The Ralph Stewart-founded Lifetime Income Group has hit about $100 million under management following a landmark deal with Foundation Life.
Under an agreement approved by the Reserve Bank of New Zealand (RBNZ) earlier this month, Foundation Life – which took over the Tower legacy life insurance book in 2014 – would transfer up to $35 million of annuity and unit-linked business to Lifetime.
Stewart said the transfer involved about 1,000 underlying clients who held annuity and unit-linked policies formerly held under the Tower brand.
Tower sold its legacy book to Foundation Life in 2014 for an “aggregate value” of $36 million, according to the Foundation website.
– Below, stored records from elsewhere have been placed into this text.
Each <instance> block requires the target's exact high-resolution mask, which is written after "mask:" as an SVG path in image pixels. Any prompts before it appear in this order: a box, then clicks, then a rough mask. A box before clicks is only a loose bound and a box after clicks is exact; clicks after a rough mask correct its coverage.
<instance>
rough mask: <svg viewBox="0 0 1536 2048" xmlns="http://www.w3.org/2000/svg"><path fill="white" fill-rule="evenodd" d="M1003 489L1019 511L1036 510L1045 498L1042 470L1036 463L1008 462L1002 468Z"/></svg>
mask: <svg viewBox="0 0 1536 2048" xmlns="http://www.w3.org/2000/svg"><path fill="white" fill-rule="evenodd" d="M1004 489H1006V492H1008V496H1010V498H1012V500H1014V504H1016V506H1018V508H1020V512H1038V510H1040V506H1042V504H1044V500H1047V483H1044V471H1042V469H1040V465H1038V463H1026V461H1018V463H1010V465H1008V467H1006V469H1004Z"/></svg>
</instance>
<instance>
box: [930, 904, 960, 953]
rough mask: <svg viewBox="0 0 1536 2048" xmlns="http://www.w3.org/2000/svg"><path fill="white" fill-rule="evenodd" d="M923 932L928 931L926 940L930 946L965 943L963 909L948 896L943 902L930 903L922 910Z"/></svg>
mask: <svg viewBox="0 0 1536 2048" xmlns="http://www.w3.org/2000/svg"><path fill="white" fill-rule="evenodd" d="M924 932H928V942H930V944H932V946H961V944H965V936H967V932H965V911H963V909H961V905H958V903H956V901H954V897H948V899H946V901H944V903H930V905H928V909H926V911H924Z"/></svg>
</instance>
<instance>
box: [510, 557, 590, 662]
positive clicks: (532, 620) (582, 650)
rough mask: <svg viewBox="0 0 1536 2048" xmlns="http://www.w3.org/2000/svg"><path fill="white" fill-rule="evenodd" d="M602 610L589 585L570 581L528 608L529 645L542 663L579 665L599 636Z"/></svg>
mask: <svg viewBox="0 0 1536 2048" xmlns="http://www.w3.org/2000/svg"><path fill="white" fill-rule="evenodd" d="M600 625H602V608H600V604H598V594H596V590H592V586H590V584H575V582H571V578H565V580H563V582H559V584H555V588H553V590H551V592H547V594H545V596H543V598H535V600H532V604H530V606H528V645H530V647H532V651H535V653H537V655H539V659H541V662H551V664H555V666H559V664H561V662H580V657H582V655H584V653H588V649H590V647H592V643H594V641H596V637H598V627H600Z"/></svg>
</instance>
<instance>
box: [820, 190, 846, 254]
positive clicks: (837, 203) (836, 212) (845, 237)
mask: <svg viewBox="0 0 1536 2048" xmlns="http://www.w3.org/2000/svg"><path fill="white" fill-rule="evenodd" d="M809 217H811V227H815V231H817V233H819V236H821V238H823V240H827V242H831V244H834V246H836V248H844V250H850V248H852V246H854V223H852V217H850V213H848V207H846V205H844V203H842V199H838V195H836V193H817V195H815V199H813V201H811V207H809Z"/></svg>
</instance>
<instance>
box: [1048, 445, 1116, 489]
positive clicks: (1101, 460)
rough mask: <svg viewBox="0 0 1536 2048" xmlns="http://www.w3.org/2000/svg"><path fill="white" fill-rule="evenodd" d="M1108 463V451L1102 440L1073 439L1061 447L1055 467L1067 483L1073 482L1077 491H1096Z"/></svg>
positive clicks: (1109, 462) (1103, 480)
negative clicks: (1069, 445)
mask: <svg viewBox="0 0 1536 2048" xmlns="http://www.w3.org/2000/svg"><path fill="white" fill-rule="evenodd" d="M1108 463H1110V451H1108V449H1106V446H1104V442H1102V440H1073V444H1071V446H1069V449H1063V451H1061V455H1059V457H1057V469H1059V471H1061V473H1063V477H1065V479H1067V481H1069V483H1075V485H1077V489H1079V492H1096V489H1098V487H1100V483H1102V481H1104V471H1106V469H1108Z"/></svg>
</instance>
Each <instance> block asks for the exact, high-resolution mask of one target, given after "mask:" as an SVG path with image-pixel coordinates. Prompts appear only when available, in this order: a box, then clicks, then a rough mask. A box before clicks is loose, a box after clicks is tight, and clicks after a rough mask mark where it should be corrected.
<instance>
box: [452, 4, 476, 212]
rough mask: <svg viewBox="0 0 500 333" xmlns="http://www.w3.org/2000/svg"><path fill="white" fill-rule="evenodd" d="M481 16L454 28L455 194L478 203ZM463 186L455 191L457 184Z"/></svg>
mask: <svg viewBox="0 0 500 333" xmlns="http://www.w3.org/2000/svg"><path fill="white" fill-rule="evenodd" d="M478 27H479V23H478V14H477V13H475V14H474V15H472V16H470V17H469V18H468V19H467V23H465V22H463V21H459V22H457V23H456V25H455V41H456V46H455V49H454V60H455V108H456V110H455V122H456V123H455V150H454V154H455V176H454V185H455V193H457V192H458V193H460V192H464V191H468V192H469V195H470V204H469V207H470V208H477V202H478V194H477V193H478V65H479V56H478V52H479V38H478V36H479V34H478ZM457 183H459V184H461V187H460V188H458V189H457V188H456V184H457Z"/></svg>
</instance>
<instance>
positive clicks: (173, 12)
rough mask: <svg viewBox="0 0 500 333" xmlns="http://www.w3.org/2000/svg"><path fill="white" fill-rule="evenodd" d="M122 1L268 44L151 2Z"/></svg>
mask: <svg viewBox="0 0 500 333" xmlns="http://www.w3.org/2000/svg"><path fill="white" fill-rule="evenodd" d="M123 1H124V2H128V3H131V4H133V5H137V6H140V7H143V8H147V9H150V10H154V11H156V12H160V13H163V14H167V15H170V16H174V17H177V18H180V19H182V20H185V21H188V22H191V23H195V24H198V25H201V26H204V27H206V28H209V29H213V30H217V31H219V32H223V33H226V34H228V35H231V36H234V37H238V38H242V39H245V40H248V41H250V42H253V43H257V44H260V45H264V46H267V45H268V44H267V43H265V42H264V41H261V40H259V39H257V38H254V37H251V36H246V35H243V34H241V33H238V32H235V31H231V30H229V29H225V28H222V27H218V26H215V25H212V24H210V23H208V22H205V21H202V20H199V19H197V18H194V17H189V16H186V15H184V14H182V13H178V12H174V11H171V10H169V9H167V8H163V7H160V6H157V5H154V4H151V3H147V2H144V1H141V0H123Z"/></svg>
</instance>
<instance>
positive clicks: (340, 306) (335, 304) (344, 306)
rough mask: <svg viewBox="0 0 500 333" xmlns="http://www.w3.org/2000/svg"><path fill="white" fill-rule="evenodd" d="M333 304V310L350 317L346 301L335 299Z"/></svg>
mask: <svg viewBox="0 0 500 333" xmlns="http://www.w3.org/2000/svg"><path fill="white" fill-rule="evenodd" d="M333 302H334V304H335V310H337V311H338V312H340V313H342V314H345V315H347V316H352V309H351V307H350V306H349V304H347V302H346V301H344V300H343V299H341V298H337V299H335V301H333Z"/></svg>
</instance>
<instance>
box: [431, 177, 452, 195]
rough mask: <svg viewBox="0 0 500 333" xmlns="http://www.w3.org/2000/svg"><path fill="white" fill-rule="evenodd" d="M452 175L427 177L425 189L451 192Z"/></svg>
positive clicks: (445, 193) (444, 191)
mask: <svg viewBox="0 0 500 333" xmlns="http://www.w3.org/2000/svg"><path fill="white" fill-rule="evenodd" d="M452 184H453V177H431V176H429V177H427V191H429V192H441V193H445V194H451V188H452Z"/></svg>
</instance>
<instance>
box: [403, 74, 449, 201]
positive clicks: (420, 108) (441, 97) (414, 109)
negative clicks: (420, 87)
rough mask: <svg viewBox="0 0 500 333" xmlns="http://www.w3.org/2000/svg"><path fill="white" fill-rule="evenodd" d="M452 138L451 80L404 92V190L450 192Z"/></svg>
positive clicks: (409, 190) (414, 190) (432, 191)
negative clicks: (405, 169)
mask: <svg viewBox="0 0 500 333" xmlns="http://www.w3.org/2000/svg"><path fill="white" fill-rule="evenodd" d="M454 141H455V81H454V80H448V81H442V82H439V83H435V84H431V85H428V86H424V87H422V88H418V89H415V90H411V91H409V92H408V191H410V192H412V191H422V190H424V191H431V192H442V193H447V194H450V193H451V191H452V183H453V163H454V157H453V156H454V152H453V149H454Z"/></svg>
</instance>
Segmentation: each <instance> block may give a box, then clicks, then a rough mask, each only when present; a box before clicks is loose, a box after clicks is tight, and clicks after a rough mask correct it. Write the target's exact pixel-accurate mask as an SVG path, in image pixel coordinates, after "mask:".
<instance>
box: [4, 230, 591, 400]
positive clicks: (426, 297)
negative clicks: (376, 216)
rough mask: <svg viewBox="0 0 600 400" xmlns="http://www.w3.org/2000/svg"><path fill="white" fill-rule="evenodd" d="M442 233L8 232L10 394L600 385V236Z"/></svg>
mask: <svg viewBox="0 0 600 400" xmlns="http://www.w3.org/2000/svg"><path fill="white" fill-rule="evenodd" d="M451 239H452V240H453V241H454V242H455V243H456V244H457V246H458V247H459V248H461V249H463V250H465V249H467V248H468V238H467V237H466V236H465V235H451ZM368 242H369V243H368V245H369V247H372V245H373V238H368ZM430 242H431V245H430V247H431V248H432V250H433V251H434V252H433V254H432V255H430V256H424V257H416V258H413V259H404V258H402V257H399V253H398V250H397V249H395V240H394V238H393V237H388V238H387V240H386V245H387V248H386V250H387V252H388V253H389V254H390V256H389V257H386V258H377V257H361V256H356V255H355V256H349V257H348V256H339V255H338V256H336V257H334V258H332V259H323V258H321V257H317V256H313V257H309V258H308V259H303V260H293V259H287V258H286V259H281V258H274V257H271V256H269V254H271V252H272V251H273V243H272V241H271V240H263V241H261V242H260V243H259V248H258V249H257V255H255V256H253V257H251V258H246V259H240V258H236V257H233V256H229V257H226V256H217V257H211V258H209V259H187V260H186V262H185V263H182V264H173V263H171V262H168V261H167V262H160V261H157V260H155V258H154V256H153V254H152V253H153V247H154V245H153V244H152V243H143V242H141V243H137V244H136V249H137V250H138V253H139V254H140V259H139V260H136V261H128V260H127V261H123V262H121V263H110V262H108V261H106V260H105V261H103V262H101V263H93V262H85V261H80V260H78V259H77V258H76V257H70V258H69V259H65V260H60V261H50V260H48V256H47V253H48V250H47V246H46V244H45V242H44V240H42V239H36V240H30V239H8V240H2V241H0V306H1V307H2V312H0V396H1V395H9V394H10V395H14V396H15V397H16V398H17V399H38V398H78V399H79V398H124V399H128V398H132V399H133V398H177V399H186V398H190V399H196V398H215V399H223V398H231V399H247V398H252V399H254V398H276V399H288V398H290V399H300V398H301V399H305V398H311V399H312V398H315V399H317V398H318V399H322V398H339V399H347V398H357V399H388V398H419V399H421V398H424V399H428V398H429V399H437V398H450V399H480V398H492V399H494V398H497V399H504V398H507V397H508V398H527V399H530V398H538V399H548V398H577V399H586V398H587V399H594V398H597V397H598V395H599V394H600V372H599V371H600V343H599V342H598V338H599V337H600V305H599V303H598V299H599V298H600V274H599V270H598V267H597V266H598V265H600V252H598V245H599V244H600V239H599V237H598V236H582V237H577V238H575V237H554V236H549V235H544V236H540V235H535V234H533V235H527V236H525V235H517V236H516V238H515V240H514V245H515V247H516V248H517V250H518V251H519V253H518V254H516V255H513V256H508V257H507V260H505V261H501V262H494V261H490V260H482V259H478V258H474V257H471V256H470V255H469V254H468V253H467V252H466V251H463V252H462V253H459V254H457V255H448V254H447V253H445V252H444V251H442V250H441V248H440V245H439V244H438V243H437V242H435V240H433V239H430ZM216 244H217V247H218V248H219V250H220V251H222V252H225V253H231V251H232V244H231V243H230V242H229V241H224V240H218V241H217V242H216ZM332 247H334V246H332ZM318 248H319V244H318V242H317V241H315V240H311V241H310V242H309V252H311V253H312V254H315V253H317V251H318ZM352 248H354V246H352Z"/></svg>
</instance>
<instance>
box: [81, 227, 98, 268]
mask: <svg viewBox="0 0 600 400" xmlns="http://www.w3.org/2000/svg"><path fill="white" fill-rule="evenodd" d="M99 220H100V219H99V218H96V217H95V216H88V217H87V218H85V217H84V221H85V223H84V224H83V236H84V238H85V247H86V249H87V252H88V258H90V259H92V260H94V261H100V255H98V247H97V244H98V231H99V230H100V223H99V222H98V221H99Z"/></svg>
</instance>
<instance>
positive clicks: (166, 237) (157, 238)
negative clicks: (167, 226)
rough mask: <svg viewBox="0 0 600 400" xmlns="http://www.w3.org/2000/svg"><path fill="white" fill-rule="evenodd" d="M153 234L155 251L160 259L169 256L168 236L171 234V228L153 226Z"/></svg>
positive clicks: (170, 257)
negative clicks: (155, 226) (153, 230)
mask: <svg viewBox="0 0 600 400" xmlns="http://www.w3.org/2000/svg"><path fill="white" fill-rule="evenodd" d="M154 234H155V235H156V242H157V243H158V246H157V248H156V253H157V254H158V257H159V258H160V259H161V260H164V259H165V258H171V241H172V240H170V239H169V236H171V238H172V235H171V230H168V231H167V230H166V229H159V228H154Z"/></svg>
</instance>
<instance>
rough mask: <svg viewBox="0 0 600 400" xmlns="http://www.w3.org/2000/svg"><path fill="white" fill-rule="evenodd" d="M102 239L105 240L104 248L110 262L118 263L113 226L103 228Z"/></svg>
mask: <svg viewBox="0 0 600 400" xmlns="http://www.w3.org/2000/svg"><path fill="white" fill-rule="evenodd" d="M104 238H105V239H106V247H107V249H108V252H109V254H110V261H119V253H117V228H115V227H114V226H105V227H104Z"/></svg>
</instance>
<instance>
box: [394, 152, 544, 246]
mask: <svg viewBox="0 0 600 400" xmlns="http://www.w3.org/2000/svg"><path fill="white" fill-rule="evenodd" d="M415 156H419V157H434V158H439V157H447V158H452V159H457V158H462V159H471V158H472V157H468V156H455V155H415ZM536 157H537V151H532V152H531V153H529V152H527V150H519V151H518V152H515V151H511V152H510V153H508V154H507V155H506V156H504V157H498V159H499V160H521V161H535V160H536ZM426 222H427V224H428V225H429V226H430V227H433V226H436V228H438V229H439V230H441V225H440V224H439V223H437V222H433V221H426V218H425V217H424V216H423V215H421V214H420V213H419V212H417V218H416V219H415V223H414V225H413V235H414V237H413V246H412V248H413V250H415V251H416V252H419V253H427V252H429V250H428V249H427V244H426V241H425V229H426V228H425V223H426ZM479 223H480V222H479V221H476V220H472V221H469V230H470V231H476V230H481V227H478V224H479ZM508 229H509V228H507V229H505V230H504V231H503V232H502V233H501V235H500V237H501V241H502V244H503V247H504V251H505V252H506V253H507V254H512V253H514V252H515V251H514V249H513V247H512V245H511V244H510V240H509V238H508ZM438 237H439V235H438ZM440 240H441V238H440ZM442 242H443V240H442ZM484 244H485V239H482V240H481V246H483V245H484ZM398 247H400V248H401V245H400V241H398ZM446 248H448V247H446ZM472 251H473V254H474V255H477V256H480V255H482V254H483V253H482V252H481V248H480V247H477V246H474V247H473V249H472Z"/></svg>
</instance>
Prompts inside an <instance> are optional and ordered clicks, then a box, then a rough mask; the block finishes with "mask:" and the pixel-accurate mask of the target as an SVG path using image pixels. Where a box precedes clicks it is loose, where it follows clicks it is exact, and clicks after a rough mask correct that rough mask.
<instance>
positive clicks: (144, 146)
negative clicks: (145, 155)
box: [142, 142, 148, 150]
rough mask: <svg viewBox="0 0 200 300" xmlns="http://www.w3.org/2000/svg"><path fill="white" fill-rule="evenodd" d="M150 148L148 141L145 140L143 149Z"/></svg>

The group boasts about $700 million in assets, most of which is managed by Fisher Funds as an institutional mandate.
Foundation Life is owned by a nominee company headquartered in Melbourne.
According to Stewart, with the Foundation Life assets Lifetime would have “circa $100 million” with a number of other wholesale and retail distribution deals in the pipeline.
Last week one of those agreements emerged with the Simplicity KiwiSaver scheme launching a version of the Lifetime product under its banner.
Sam Stubbs, Simplicity founder, said with the addition of the Lifetime ‘variable annuity’ fund offered a “cradle to the grave” option within KiwiSaver for the first time.
“The [Lifetime] product is ideal for KiwiSaver,” Stubbs said.
Established as a new fund within Simplicity, the Guaranteed Income Fund invests into a slightly-modified version of the scheme’s balanced fund with a 1.3 per cent annual fee paid to Lifetime to fund the income guarantee.
Like Simplicity, Lifetime also invests primarily into Vanguard index products, however, Stubbs said the KiwiSaver product worked about 75 basis points cheaper.
He said the Simplicity Guaranteed Income fund would probably take some time to build scale, requiring “more understanding” than the vanilla investment options currently in the KiwiSaver scheme.
Stubbs said the fund would suit members over 60 who were concerned about market volatility cutting in to their savings as they approached retirement.
While members past age 65 could continue using the product under the KiwiSaver umbrella, new investors could not sign up for the Simplicity fund post that age.
“We’re talking to MBIE [the Ministry of Business, Innovation and Employment] and the IRD [Inland Revenue Department] about changing that rule,” he said. “Now that the kickstart payment is gone, there’s no reason why people past 65 can’t join KiwiSaver.”
Simplicity has an exclusive deal to distribute the Lifetime product in KiwiSaver, subject to commercial terms.
Stewart said Lifetime was also in talks with a number of traditional superannuation schemes about offering the guaranteed income option.